The experiment with five types of hybrid wind speed forecasting methods is proposed in this section in order to show the advancements of the new hybrid approach. The wind speed data from 20 February 2004, 20 May 2004, 20 August 2004, and 20 November 2004 are used to verify the accuracy of the different approaches. The one-step-ahead and multi-step-ahead forecasting results of the different approaches are shown in
Figure 11,
Figure 12,
Figure 13 and
Figure 14. The mean forecasting errors with five types of wind speed approaches, in four days, are shown in
Table 5.
The methods used for the experiments include VMD + ELM, VMD + WRELM, EMD + PACF + WRELM, VMD + PACF + ELM, and VMD + PACF + WRELM. The predictors without the feature selection step use the variables from lag 1 to lag 24 as the input vectors.

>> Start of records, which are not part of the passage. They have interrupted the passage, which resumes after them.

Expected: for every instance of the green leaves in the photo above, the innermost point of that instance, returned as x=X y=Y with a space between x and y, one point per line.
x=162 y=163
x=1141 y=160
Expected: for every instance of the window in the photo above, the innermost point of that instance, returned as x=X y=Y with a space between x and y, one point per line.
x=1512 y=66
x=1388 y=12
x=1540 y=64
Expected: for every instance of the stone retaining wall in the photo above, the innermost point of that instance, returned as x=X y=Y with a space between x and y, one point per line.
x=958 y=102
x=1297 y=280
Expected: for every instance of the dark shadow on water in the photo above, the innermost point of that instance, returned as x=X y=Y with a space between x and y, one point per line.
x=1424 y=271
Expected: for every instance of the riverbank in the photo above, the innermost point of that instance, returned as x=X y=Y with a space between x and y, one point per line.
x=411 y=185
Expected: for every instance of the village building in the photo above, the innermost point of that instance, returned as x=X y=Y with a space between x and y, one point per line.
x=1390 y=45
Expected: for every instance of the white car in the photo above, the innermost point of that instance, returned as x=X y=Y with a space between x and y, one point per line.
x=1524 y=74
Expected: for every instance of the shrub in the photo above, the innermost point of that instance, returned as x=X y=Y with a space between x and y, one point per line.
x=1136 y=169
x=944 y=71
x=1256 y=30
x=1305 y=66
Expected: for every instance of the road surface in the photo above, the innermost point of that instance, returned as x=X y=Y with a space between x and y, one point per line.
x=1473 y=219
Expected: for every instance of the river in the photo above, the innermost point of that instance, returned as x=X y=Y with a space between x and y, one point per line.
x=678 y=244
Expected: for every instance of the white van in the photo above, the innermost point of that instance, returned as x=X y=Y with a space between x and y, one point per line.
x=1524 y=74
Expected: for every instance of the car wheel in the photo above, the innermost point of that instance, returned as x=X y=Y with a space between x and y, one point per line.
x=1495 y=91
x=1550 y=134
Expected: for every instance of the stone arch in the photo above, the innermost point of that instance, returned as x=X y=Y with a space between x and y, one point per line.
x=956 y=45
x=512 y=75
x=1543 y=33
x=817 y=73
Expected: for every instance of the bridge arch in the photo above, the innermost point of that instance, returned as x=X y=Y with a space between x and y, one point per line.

The ELM characteristics of each method are optimized by cross-validation [
21,
22].
The contrast methods used to verify the advancement of the new approach do not consider methods with different intelligent algorithms because existing research has illustrated the advanced nature of ELM relative to traditional intelligent algorithms, such as Back Propagation Neural Networks (BPNN) and Support Vector Machine (SVM) [
23,
24]. The experiments mainly show the advancement of PACF and WRELM used in the new approach.
As shown in
Figure 11,
Figure 12,
Figure 13 and
Figure 14, the new approach has the highest accuracy out of the five approaches. The forecasting curve of the new approach is closest to that of the true wind speed curve. Detailed analyses are performed based on
Table 5.
Compared to VMD + ELM without PACF, VMD + PACF + ELM reduced MAPE from 11.8011, 16.4512, and 18.4901 to 11.3644, 15.8224, and 17.8260, respectively. Compared to the VMD + WRELM method, VMD + PACF + WRELM reduced MAPE from 11.4518, 15.3523, and 17.6016 to 11.0912, 14.6710, and 16.7378, respectively. The accuracy evaluated by the RMSE was also higher using the methods that included PACF. These verified the benefits of PACF relative to the improvement of the forecasting accuracy of the entire model.
Meanwhile, according to
Table 5, the hybrid method with WRELM has a higher forecasting accuracy than methods with ELM in each type of multi-step forecasting. The method with VMD decomposition has a much higher forecasting accuracy than the EMD-based method. The experimental results verified the advancements of WRELM and VMD.
To further illustrate the effectiveness and advancement of the new approach, it was used to predict wind speeds in a longer time interval (five days). In this experiment, the new approach is compared with the Autoregressive Integrated Moving Average (ARIMA) and Support Vector Regression (SVR) based methods. SVR is used instead of WRELM to construct a contrast method with VMD, PACF, and SVR. The kernel function charaters of SVR are set according to References [
10,
39]. The optimal penalty factor and kernel function variance of SVR are determined using the cross-validation method. The characteristics of ARIMA are set according to References [
5,
12]. The experimental results of the long interval are shown in
Figure 15 and
Table 6.
Figure 15 shows that the new approach has the best prediction accuracy in the experiment. The prediction results of the new approach accurately track the change trends of the true wind speed, especially in the time interval of 100 to 150 sample points. When the real wind speed suddenly changed from a high speed to a low speed, the new approach predicted the change trend much more accurately than the other methods.
Table 6 shows that the MAPE and RMSE of the new approach are much lower than those of the other methods. The experimental results fully verified the advancement of the new approach.